[arrow-avro] Add AsyncWriter

**Is your feature request related to a problem or challenge? Please describe what you are trying to do.**

`arrow-avro` currently provides synchronous writing APIs (`Writer<W: std::io::Write>` and the aliases `AvroWriter` for OCF and `AvroStreamWriter` for SOE). In async-first applications (Tokio-based services, DataFusion execution, writing to `object_store`, HTTP streaming responses, etc.), these sync APIs force one of the following suboptimal approaches:
* Use blocking I/O (`std::fs::File`) inside an async runtime (risking thread starvation / reduced throughput).
* Use `spawn_blocking` to isolate blocking writes (adds complexity and makes backpressure/error handling harder).
* Buffer the entire output into memory (e.g., write to `Vec<u8>`) before uploading to object storage (bad for large outputs).

In parallel, PR #8930 is adding an `arrow-avro` **AsyncReader** for Avro OCF (with `object_store` integration). To enable end-to-end async pipelines, `arrow-avro` should also have a corresponding **AsyncWriter**.

Concrete use cases:

* Write Avro OCF results directly to `tokio::fs::File` without blocking.
* Stream an Avro OCF response body over the network (chunked transfer, back-pressure aware).
* Write Avro OCF to S3/GCS/Azure via `object_store` multipart upload (symmetry with the new AsyncReader).

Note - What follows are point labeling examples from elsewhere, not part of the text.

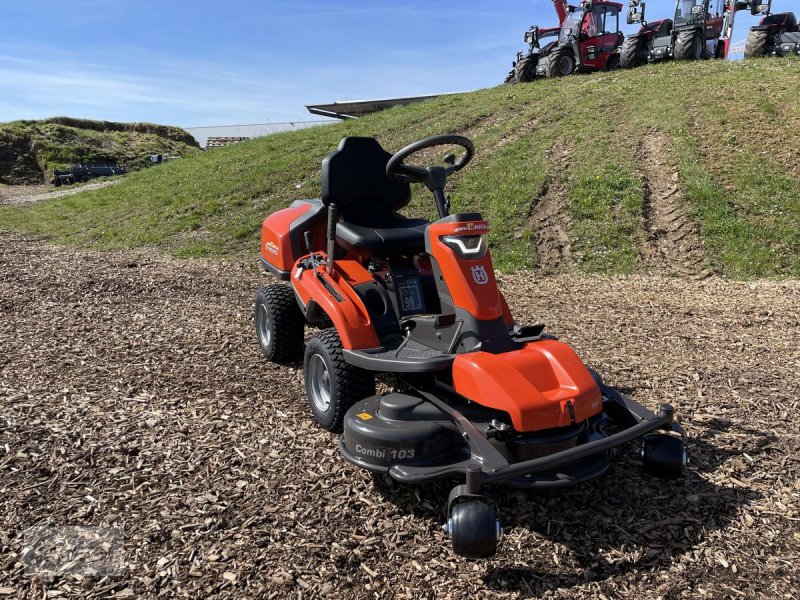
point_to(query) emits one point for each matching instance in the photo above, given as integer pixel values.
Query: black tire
(526, 69)
(332, 385)
(632, 53)
(279, 324)
(689, 45)
(756, 45)
(473, 528)
(663, 456)
(560, 62)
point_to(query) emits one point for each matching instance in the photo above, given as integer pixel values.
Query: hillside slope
(688, 168)
(31, 150)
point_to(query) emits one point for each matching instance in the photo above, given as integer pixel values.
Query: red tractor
(702, 29)
(589, 40)
(776, 34)
(525, 66)
(637, 47)
(523, 69)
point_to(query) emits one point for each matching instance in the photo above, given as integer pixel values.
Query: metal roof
(352, 109)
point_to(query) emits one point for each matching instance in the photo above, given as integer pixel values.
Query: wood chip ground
(133, 394)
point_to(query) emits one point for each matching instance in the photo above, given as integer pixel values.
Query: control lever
(310, 247)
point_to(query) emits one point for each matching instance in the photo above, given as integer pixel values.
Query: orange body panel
(276, 243)
(349, 316)
(534, 385)
(471, 282)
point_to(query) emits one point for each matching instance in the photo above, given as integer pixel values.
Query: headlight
(470, 247)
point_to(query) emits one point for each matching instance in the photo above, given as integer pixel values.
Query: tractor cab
(589, 40)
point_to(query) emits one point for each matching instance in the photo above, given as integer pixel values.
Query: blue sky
(242, 61)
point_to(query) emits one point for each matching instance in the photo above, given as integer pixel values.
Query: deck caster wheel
(474, 529)
(664, 456)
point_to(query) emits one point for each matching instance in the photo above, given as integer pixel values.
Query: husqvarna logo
(479, 275)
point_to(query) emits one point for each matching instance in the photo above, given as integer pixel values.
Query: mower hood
(544, 385)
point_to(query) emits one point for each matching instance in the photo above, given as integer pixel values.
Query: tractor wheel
(756, 45)
(560, 62)
(689, 46)
(632, 53)
(526, 69)
(279, 324)
(332, 385)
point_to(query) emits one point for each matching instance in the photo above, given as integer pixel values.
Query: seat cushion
(404, 237)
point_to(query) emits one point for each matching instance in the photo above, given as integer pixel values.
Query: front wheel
(333, 385)
(526, 68)
(561, 62)
(632, 53)
(279, 324)
(689, 45)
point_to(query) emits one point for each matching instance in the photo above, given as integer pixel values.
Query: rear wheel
(561, 62)
(632, 53)
(689, 45)
(332, 385)
(526, 68)
(756, 45)
(279, 324)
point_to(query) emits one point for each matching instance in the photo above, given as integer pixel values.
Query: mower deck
(482, 453)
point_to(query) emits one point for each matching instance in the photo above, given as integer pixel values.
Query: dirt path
(549, 216)
(673, 243)
(133, 394)
(21, 194)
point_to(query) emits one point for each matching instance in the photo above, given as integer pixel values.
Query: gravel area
(22, 194)
(133, 394)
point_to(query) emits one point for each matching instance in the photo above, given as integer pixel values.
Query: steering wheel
(397, 169)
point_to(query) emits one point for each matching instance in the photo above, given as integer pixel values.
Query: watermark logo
(479, 275)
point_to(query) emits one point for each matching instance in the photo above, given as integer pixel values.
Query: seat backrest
(354, 178)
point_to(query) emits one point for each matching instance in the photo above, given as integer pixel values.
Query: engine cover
(383, 431)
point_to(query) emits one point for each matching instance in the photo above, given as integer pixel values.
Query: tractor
(637, 47)
(589, 41)
(525, 67)
(702, 29)
(776, 34)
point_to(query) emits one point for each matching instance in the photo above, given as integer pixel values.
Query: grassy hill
(31, 150)
(619, 172)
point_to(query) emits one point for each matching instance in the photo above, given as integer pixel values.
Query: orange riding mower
(479, 397)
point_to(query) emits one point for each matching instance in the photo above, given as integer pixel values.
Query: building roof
(352, 109)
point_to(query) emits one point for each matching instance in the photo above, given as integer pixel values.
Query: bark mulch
(133, 395)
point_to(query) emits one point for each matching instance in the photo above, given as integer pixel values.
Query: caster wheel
(664, 456)
(474, 528)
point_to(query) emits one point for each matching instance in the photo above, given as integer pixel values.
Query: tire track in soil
(673, 242)
(548, 216)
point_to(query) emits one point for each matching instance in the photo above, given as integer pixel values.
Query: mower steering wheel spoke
(397, 169)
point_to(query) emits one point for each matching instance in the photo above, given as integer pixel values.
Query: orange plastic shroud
(471, 283)
(335, 295)
(542, 386)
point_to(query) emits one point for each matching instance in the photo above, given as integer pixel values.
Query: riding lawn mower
(480, 399)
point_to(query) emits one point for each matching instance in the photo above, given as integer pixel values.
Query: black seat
(354, 178)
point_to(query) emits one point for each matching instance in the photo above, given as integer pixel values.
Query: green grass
(30, 150)
(733, 131)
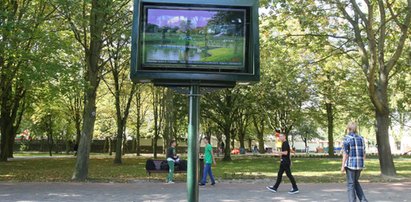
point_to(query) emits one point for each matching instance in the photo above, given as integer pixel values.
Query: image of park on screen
(194, 37)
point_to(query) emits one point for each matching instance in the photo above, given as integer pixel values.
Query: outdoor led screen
(181, 37)
(210, 42)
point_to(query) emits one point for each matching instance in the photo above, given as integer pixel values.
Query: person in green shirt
(208, 160)
(171, 158)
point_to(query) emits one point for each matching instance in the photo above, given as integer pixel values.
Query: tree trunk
(119, 143)
(250, 144)
(92, 54)
(227, 150)
(110, 146)
(138, 124)
(241, 138)
(138, 143)
(11, 140)
(330, 123)
(384, 150)
(260, 137)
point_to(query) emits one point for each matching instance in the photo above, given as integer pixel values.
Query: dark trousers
(353, 186)
(207, 171)
(285, 167)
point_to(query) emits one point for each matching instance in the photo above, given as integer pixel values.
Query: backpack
(182, 165)
(164, 165)
(150, 165)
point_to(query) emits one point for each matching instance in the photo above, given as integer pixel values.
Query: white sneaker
(293, 191)
(271, 189)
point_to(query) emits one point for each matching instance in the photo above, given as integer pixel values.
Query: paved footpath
(226, 192)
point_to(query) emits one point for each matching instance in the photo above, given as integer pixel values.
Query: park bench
(161, 166)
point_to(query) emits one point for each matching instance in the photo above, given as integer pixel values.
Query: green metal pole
(193, 148)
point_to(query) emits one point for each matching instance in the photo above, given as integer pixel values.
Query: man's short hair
(352, 127)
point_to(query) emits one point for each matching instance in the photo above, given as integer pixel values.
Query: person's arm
(212, 156)
(345, 157)
(345, 150)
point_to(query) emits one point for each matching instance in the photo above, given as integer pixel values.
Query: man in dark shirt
(285, 165)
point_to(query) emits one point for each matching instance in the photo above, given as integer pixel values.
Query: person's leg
(279, 177)
(350, 185)
(170, 171)
(205, 173)
(210, 173)
(290, 176)
(357, 186)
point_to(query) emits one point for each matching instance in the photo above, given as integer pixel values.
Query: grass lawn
(102, 169)
(223, 55)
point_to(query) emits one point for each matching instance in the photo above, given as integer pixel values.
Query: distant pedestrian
(209, 159)
(255, 150)
(353, 162)
(75, 149)
(285, 166)
(171, 158)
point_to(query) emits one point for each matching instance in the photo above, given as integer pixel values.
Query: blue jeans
(207, 171)
(353, 186)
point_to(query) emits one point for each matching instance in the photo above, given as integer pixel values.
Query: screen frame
(195, 66)
(213, 77)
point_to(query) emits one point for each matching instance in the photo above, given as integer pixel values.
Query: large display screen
(191, 37)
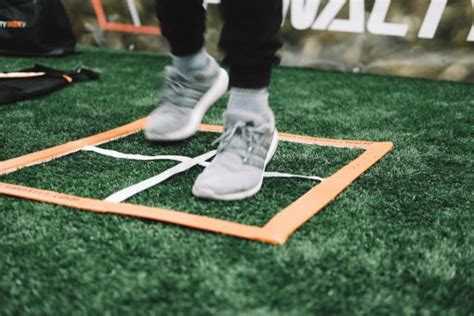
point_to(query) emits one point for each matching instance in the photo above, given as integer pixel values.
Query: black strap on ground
(39, 80)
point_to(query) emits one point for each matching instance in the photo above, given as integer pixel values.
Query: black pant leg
(183, 23)
(250, 39)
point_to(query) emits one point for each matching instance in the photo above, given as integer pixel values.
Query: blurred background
(424, 38)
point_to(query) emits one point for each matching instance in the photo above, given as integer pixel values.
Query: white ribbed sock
(249, 100)
(192, 62)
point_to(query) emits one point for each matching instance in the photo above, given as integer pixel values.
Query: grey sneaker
(245, 148)
(184, 100)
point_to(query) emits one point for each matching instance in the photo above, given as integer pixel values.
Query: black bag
(35, 27)
(39, 80)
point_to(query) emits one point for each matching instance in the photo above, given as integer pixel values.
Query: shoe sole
(209, 194)
(209, 98)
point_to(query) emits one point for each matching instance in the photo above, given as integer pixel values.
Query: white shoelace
(186, 163)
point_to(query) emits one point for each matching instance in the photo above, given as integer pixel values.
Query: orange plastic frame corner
(120, 27)
(276, 231)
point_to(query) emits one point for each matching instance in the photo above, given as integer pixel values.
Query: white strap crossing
(186, 163)
(126, 193)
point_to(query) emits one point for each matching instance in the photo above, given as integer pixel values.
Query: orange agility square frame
(276, 231)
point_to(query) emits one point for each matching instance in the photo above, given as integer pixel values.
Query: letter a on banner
(303, 13)
(377, 24)
(356, 21)
(432, 18)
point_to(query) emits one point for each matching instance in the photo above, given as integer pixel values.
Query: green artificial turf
(397, 241)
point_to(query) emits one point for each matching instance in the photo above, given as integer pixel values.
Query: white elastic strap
(119, 155)
(126, 193)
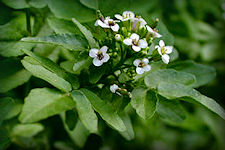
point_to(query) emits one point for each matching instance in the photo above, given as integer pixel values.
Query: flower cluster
(130, 37)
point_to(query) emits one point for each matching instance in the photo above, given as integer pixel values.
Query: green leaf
(38, 3)
(42, 103)
(37, 70)
(105, 110)
(85, 111)
(129, 133)
(53, 67)
(88, 35)
(12, 74)
(93, 4)
(16, 4)
(170, 76)
(4, 138)
(62, 26)
(71, 119)
(27, 130)
(68, 9)
(123, 78)
(144, 102)
(173, 91)
(170, 110)
(204, 74)
(13, 48)
(14, 29)
(69, 41)
(79, 135)
(96, 73)
(6, 104)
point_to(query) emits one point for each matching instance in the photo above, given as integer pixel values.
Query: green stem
(28, 21)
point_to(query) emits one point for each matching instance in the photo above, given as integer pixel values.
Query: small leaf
(12, 74)
(6, 104)
(37, 70)
(96, 73)
(173, 91)
(42, 103)
(79, 135)
(144, 102)
(105, 110)
(88, 35)
(61, 26)
(85, 111)
(16, 4)
(38, 3)
(69, 41)
(203, 73)
(27, 130)
(93, 4)
(170, 110)
(168, 75)
(129, 133)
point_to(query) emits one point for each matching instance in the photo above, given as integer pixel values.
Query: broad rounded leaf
(69, 41)
(12, 74)
(203, 73)
(173, 91)
(37, 70)
(144, 102)
(42, 103)
(27, 130)
(105, 110)
(85, 111)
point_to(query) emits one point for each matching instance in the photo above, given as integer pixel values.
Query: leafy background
(195, 27)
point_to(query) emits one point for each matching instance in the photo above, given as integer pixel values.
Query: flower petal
(137, 62)
(113, 88)
(169, 49)
(140, 70)
(93, 52)
(159, 50)
(128, 14)
(147, 68)
(118, 17)
(134, 36)
(143, 43)
(104, 49)
(115, 28)
(127, 41)
(105, 58)
(145, 61)
(161, 43)
(165, 58)
(136, 48)
(102, 24)
(157, 35)
(97, 62)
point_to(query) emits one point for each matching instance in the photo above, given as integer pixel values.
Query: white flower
(118, 37)
(107, 23)
(126, 16)
(113, 88)
(136, 42)
(142, 65)
(164, 51)
(154, 33)
(100, 56)
(138, 20)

**Describe the solution you'd like**

Add a new `arrow-avro` async writer API that mirrors the patterns used by Parquet’s async writer (`parquet/src/arrow/async_writer`) and interoperates with the `arrow-avro` AsyncReader being introduced.

Proposed high-level design:

1. **New module and feature gating**

* Add `arrow-avro/src/writer/async_writer.rs` (or `writer/async_writer/mod.rs`) behind `cfg(feature = "async")`
* Align feature flags with the AsyncReader PR (`async`, and optionally `object_store`)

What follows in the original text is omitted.